Getting it out of the way early: I was groped, not raped. I’ve still had these thoughts.
After I published my first blog on being groped, one of the first replies I received was someone arguing about RAINN statistics.
I was looking at different statistics that day, but one stands out lately: Thirteen percent of women who have been raped attempt suicide. Compared to roughly 1% of women in general.
33% contemplate it. I suspect the actual numbers are higher, given the shame associated with mental health challenges.
I can’t speak for what rape feels like, or the scars it leaves. A man grabbed my chest, and 3 years later I’m still trying to figure out how to deal with it.
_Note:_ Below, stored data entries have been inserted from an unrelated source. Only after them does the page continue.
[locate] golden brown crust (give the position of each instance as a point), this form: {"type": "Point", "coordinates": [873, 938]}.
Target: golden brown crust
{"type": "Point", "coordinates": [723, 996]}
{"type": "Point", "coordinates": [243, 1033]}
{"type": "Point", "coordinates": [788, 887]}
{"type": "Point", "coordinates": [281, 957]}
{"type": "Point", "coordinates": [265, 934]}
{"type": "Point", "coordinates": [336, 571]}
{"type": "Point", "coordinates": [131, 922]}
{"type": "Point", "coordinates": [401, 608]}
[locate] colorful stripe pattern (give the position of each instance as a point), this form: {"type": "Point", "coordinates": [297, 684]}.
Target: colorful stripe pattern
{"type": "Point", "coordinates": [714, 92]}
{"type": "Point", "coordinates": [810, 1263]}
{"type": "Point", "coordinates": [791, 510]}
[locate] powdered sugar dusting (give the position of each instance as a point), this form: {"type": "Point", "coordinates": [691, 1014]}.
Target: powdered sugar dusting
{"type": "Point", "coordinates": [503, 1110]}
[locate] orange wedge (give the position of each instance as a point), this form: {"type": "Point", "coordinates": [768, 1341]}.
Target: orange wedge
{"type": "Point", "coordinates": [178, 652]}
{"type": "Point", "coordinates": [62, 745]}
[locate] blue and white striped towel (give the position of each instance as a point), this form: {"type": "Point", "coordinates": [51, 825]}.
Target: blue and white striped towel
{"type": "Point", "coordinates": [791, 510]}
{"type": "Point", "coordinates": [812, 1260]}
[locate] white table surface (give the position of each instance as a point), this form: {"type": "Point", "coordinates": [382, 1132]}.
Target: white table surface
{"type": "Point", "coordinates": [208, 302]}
I think that most rape victims probably don’t talk about it. I think they have good reasons. The balance of what I’m trying to figure out involves what happened after I talked about things.
I can speak for how the world changes. A good day resembles a mundane day before it happened. A day where you don’t feel threatened or put into survival mode by something ‘normal’.
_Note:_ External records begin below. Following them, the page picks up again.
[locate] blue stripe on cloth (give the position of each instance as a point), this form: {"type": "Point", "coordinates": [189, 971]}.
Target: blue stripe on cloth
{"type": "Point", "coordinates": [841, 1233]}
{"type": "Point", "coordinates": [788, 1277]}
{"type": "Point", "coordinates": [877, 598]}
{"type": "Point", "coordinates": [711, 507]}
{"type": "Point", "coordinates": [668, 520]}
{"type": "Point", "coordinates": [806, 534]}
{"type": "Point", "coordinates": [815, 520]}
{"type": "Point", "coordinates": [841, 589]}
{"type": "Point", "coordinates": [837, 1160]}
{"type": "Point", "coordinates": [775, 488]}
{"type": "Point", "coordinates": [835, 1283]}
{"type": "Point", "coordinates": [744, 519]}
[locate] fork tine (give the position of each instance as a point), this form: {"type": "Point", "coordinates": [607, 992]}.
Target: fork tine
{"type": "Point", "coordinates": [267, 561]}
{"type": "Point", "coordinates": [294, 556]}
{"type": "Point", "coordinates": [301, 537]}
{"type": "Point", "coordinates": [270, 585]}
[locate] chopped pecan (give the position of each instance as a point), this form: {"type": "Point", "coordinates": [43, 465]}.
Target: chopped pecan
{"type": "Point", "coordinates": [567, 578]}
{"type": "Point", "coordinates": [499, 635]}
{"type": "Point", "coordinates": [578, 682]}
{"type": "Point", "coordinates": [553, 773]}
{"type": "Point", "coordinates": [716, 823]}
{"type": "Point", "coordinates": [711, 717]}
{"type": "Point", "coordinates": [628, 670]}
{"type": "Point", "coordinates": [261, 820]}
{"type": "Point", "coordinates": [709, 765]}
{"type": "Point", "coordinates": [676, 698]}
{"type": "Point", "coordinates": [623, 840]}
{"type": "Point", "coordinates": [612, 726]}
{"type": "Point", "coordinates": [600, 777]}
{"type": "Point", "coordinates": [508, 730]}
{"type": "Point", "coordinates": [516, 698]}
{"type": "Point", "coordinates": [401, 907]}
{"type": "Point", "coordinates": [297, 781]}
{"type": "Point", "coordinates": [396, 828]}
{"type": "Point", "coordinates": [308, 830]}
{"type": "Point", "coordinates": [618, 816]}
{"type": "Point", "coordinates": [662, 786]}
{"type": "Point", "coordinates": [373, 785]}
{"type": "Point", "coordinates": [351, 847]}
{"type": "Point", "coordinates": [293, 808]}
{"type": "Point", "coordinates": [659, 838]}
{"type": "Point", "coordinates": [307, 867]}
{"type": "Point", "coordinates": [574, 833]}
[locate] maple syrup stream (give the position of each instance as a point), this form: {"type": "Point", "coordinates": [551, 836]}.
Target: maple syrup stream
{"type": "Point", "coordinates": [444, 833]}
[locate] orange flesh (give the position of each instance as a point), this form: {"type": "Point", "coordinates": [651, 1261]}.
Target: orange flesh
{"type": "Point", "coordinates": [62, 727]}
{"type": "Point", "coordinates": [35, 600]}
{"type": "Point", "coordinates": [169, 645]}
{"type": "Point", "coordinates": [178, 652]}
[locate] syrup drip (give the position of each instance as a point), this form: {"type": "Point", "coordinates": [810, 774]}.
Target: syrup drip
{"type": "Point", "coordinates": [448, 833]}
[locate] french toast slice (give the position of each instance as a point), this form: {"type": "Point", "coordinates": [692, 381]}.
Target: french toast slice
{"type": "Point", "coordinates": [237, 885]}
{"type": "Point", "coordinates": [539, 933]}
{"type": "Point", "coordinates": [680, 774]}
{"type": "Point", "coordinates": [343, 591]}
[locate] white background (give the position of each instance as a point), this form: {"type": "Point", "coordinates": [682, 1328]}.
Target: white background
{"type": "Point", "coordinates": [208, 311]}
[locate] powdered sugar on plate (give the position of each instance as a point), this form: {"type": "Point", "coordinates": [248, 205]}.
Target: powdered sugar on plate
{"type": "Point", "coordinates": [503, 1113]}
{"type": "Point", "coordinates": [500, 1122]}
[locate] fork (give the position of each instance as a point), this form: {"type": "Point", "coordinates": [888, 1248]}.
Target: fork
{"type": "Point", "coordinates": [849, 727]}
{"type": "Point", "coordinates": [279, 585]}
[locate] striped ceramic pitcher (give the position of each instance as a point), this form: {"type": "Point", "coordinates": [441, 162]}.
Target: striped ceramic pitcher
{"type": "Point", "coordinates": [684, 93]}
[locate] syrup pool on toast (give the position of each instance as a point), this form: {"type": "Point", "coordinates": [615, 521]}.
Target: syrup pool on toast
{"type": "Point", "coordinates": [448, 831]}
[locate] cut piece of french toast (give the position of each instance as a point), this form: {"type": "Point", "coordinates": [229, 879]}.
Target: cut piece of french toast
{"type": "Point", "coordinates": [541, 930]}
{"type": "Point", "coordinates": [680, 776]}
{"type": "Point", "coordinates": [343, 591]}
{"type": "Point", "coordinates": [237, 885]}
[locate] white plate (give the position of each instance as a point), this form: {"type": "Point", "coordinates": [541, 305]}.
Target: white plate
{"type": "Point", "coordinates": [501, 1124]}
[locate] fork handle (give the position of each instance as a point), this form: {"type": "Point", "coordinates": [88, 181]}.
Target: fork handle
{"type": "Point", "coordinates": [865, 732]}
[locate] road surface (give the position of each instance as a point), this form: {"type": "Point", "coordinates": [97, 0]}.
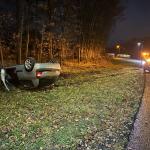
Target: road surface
{"type": "Point", "coordinates": [140, 137]}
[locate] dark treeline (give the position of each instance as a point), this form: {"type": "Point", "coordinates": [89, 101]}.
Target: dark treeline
{"type": "Point", "coordinates": [56, 29]}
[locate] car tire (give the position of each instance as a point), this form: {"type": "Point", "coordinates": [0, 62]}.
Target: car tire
{"type": "Point", "coordinates": [29, 64]}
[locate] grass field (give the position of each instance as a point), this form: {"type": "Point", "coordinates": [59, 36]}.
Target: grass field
{"type": "Point", "coordinates": [91, 109]}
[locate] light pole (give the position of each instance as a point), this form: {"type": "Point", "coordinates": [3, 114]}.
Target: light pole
{"type": "Point", "coordinates": [140, 45]}
{"type": "Point", "coordinates": [118, 48]}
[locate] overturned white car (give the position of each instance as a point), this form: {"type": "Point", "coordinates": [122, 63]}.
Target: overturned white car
{"type": "Point", "coordinates": [31, 73]}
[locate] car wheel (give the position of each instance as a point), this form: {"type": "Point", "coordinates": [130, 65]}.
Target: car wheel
{"type": "Point", "coordinates": [29, 64]}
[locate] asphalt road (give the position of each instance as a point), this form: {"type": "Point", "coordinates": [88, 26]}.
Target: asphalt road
{"type": "Point", "coordinates": [140, 137]}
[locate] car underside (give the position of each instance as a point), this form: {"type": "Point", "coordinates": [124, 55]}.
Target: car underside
{"type": "Point", "coordinates": [30, 74]}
Men are threatening by default. You’re oversensitive, people will say. Which is kind of like calling our reflex of drawing our hand away from a source of pain being oversensitive.
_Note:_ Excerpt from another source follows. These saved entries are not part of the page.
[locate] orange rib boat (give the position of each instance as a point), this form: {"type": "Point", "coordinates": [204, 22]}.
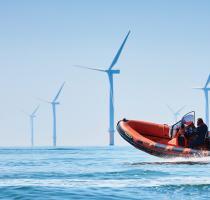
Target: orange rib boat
{"type": "Point", "coordinates": [159, 139]}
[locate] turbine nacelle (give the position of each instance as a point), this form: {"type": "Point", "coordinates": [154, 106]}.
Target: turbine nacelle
{"type": "Point", "coordinates": [113, 71]}
{"type": "Point", "coordinates": [55, 103]}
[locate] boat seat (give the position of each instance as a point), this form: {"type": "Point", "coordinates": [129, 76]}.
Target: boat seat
{"type": "Point", "coordinates": [173, 142]}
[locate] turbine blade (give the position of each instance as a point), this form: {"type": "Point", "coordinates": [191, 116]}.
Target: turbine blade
{"type": "Point", "coordinates": [43, 100]}
{"type": "Point", "coordinates": [119, 52]}
{"type": "Point", "coordinates": [56, 97]}
{"type": "Point", "coordinates": [170, 109]}
{"type": "Point", "coordinates": [207, 83]}
{"type": "Point", "coordinates": [24, 112]}
{"type": "Point", "coordinates": [90, 68]}
{"type": "Point", "coordinates": [198, 88]}
{"type": "Point", "coordinates": [37, 108]}
{"type": "Point", "coordinates": [178, 112]}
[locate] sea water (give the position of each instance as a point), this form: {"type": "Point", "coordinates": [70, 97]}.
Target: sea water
{"type": "Point", "coordinates": [100, 173]}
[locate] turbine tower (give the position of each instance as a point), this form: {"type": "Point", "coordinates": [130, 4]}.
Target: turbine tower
{"type": "Point", "coordinates": [54, 103]}
{"type": "Point", "coordinates": [32, 117]}
{"type": "Point", "coordinates": [110, 72]}
{"type": "Point", "coordinates": [175, 113]}
{"type": "Point", "coordinates": [206, 90]}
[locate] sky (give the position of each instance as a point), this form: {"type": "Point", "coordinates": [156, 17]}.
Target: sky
{"type": "Point", "coordinates": [166, 55]}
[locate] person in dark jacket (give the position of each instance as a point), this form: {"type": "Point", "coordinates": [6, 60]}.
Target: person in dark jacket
{"type": "Point", "coordinates": [200, 134]}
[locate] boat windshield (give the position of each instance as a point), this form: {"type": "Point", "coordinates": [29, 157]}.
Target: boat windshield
{"type": "Point", "coordinates": [187, 119]}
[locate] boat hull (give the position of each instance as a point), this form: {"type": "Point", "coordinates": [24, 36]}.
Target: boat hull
{"type": "Point", "coordinates": [146, 144]}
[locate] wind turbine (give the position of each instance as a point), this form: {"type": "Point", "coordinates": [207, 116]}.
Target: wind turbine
{"type": "Point", "coordinates": [32, 117]}
{"type": "Point", "coordinates": [110, 72]}
{"type": "Point", "coordinates": [175, 113]}
{"type": "Point", "coordinates": [206, 90]}
{"type": "Point", "coordinates": [54, 103]}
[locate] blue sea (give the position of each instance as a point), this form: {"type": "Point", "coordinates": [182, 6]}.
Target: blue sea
{"type": "Point", "coordinates": [100, 173]}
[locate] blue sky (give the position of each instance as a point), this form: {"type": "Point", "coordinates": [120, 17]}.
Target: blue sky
{"type": "Point", "coordinates": [166, 55]}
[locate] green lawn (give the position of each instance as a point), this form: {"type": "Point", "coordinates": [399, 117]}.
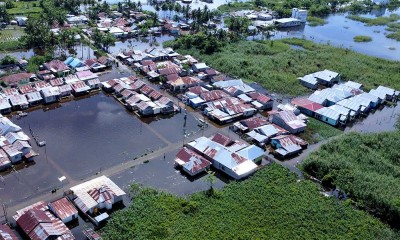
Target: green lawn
{"type": "Point", "coordinates": [367, 167]}
{"type": "Point", "coordinates": [276, 66]}
{"type": "Point", "coordinates": [25, 8]}
{"type": "Point", "coordinates": [269, 205]}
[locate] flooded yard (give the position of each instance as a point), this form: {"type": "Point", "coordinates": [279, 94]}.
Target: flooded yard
{"type": "Point", "coordinates": [380, 120]}
{"type": "Point", "coordinates": [84, 137]}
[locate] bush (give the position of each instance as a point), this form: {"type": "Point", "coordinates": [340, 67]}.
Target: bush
{"type": "Point", "coordinates": [7, 60]}
{"type": "Point", "coordinates": [366, 167]}
{"type": "Point", "coordinates": [361, 38]}
{"type": "Point", "coordinates": [269, 205]}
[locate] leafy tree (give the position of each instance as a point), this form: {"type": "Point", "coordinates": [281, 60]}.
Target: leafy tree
{"type": "Point", "coordinates": [4, 16]}
{"type": "Point", "coordinates": [38, 34]}
{"type": "Point", "coordinates": [9, 4]}
{"type": "Point", "coordinates": [8, 59]}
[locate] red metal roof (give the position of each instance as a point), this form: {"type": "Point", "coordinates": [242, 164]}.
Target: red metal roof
{"type": "Point", "coordinates": [56, 82]}
{"type": "Point", "coordinates": [31, 219]}
{"type": "Point", "coordinates": [57, 65]}
{"type": "Point", "coordinates": [26, 89]}
{"type": "Point", "coordinates": [197, 90]}
{"type": "Point", "coordinates": [6, 233]}
{"type": "Point", "coordinates": [213, 95]}
{"type": "Point", "coordinates": [254, 122]}
{"type": "Point", "coordinates": [168, 71]}
{"type": "Point", "coordinates": [146, 90]}
{"type": "Point", "coordinates": [221, 139]}
{"type": "Point", "coordinates": [16, 78]}
{"type": "Point", "coordinates": [155, 95]}
{"type": "Point", "coordinates": [193, 162]}
{"type": "Point", "coordinates": [63, 208]}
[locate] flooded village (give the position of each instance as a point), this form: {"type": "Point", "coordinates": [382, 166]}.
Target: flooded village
{"type": "Point", "coordinates": [76, 133]}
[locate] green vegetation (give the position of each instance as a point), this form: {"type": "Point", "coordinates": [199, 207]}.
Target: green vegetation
{"type": "Point", "coordinates": [276, 66]}
{"type": "Point", "coordinates": [9, 39]}
{"type": "Point", "coordinates": [375, 21]}
{"type": "Point", "coordinates": [25, 8]}
{"type": "Point", "coordinates": [35, 61]}
{"type": "Point", "coordinates": [316, 21]}
{"type": "Point", "coordinates": [395, 29]}
{"type": "Point", "coordinates": [391, 22]}
{"type": "Point", "coordinates": [317, 131]}
{"type": "Point", "coordinates": [366, 167]}
{"type": "Point", "coordinates": [237, 6]}
{"type": "Point", "coordinates": [361, 38]}
{"type": "Point", "coordinates": [395, 35]}
{"type": "Point", "coordinates": [269, 205]}
{"type": "Point", "coordinates": [8, 59]}
{"type": "Point", "coordinates": [11, 45]}
{"type": "Point", "coordinates": [284, 8]}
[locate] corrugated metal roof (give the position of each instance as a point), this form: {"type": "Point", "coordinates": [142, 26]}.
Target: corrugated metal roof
{"type": "Point", "coordinates": [191, 161]}
{"type": "Point", "coordinates": [63, 208]}
{"type": "Point", "coordinates": [251, 152]}
{"type": "Point", "coordinates": [329, 113]}
{"type": "Point", "coordinates": [84, 200]}
{"type": "Point", "coordinates": [6, 233]}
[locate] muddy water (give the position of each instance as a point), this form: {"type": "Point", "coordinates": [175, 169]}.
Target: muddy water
{"type": "Point", "coordinates": [380, 120]}
{"type": "Point", "coordinates": [139, 43]}
{"type": "Point", "coordinates": [160, 174]}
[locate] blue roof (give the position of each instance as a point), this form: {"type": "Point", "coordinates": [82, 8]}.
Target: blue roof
{"type": "Point", "coordinates": [251, 152]}
{"type": "Point", "coordinates": [69, 59]}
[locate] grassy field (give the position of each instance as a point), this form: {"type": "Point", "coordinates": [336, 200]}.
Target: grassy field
{"type": "Point", "coordinates": [25, 8]}
{"type": "Point", "coordinates": [361, 38]}
{"type": "Point", "coordinates": [392, 24]}
{"type": "Point", "coordinates": [375, 21]}
{"type": "Point", "coordinates": [276, 66]}
{"type": "Point", "coordinates": [237, 6]}
{"type": "Point", "coordinates": [366, 167]}
{"type": "Point", "coordinates": [317, 131]}
{"type": "Point", "coordinates": [269, 205]}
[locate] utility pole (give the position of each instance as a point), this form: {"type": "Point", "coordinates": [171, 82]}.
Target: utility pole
{"type": "Point", "coordinates": [5, 208]}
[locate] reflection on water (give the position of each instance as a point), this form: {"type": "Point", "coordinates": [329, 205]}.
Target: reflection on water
{"type": "Point", "coordinates": [340, 31]}
{"type": "Point", "coordinates": [141, 43]}
{"type": "Point", "coordinates": [383, 119]}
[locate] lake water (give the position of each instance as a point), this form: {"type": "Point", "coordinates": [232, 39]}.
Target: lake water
{"type": "Point", "coordinates": [339, 31]}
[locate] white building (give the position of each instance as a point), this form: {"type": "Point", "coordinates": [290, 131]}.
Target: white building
{"type": "Point", "coordinates": [299, 14]}
{"type": "Point", "coordinates": [95, 194]}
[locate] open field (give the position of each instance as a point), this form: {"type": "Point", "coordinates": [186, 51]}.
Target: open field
{"type": "Point", "coordinates": [25, 8]}
{"type": "Point", "coordinates": [269, 205]}
{"type": "Point", "coordinates": [276, 66]}
{"type": "Point", "coordinates": [366, 167]}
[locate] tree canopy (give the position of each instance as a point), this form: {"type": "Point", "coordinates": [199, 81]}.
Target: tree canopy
{"type": "Point", "coordinates": [366, 167]}
{"type": "Point", "coordinates": [269, 205]}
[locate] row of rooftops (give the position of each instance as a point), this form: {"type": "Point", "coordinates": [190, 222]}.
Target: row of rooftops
{"type": "Point", "coordinates": [261, 131]}
{"type": "Point", "coordinates": [137, 95]}
{"type": "Point", "coordinates": [42, 91]}
{"type": "Point", "coordinates": [234, 158]}
{"type": "Point", "coordinates": [57, 68]}
{"type": "Point", "coordinates": [14, 144]}
{"type": "Point", "coordinates": [343, 102]}
{"type": "Point", "coordinates": [43, 221]}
The world is threatening by default. It took me a solid year and a half to not jump when someone was unexpectedly in the stairwell in my apartment building.
Then, if you’re one of the lucky ones, you either think about killing yourself or you try.
How do things get that bad, you might ask, when you’ve survived the event and probably have access to support? For me, it’s mostly remembering the things you didn’t have to do before it happened.
You didn’t have to have a repertoire of grounding exercises to make it through some days. You didn’t have to say no to going to things you really wanted to because you weren’t sure if you’re ready for crowds yet.
I think the really lucky ones find a way to pretend it didn’t happen. Maybe not for a long time, but they still find some facsimile of the way things used to be.
I’m not one of the thirteen yet, but I think if you’ve been there you understand them. Some days nothing you do works. You feel like an invalid, you feel like it’s your fault, and sometimes people will tell you that it’s your fault.
You just want your waking nightmare to be over. You wonder if today’s the day you get over your fear of dying.
People and AI’s will tell you that it’s an act of bravery to keep going. I think bravery is another way to describe someone who’s been too hurt for too long, and we have to have some nice sounding way to describe their reality.
I won’t ever know what it’s like for a rape victim. The pain must be worse. If I feel unfixable, those women must also feel that way.